Sicher hätte sie weitere charmante Komplimente hinzugefügt, wäre Thomas nicht in diesem Moment an ihnen vorbeigelaufen. Er blickte zu Jenny und beachtete ihre Freundin kaum. Für einen Sekundenbruchteil sah er ihr tief in die Augen. Augenblicklich war sie verzaubert. Ein angenehm flaues Gefühl erfasste ihr Inneres und schien mit Daunenfedern über ihren Bauch zu streichen.

Sheryl wurde unwichtig. Genauso der Strand und alles andere. Sie spürte, wie der Blick des Jungen etwas ganz tief in ihr berührte. Jenny wusste nicht was es war, aber das traf auf die gesamte Situation zu. Sie hatte nicht die geringste Ahnung, was gerade geschah.

Dann war der Moment vorbei. Thomas ging an ihnen vorüber, ohne ein Wort zu verlieren. Auch Jenny lief stumm weiter und drehte sich nicht um.

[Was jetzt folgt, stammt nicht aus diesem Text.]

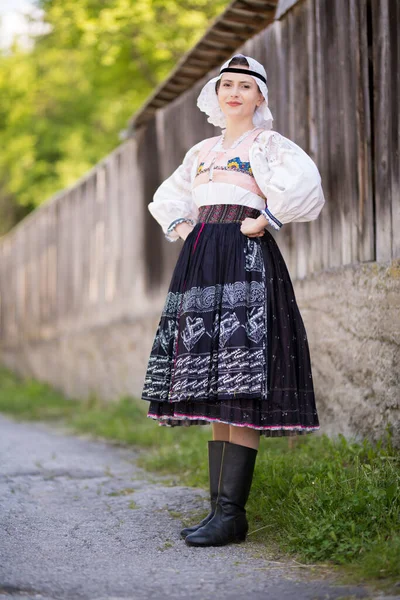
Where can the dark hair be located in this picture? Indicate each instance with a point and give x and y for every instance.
(236, 61)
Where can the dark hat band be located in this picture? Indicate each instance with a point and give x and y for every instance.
(244, 71)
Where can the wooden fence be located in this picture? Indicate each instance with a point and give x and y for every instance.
(94, 252)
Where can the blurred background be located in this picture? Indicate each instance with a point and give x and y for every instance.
(98, 107)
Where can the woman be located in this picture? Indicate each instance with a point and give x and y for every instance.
(231, 348)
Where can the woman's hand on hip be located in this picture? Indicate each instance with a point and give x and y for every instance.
(183, 230)
(253, 227)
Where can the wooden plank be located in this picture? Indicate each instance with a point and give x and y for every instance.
(364, 214)
(382, 132)
(394, 32)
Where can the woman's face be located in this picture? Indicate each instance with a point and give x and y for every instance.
(238, 95)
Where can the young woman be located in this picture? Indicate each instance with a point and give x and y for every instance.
(231, 348)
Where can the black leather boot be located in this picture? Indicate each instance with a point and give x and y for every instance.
(214, 466)
(229, 523)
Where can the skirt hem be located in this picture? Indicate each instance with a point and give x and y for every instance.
(206, 420)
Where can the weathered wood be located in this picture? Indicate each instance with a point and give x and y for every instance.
(382, 133)
(333, 76)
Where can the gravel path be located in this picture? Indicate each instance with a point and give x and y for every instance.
(79, 519)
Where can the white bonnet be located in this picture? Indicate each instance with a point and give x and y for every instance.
(208, 99)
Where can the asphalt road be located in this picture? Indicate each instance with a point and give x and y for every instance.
(79, 520)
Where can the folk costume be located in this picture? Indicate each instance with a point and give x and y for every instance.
(231, 346)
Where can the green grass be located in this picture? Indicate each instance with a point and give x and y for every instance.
(322, 500)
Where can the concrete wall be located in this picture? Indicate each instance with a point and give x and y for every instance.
(352, 319)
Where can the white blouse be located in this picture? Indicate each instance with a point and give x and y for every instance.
(286, 175)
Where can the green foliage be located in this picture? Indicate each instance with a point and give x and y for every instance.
(64, 103)
(318, 498)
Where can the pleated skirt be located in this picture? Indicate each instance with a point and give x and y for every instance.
(231, 346)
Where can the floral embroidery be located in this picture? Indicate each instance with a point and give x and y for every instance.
(234, 164)
(200, 168)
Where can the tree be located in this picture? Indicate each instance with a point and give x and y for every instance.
(65, 101)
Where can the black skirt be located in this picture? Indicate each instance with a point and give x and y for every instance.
(231, 346)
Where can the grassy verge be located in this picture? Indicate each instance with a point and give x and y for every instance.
(322, 500)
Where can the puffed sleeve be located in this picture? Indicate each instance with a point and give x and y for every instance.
(173, 202)
(289, 179)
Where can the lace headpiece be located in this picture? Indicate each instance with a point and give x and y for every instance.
(208, 99)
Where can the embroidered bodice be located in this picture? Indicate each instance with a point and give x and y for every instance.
(232, 165)
(262, 169)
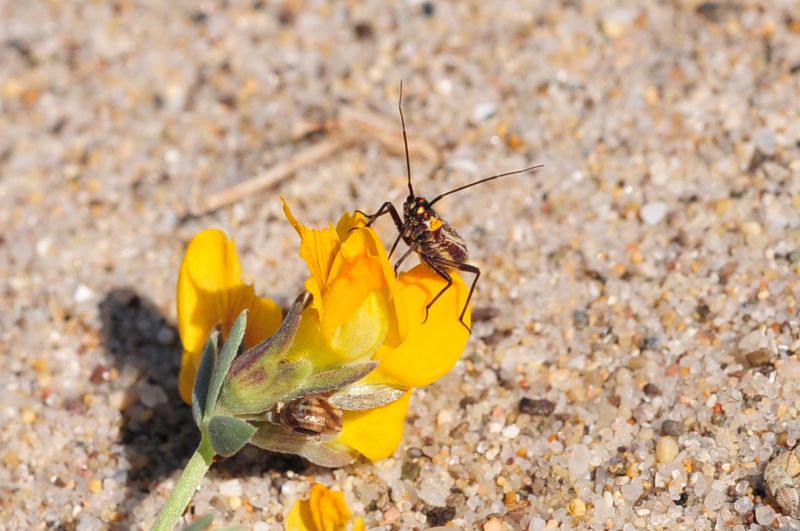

Sofort bereute sie es. Hatte er ihr hinterher geschaut? Hätte er sie möglicherweise angesprochen, wenn Sheryl nicht dabei gewesen wäre? Oder hatte sich das, was sie kurzzeitig gespürt hatte, doch bloß in ihrer Phantasie abgespielt? Eine Art Wunschtraum nach einer vertrauten Seele? Jenny war verunsichert. Eines aber wusste sie genau: Sie musste den Jungen unbedingt wiedersehen. Egal wo und wie.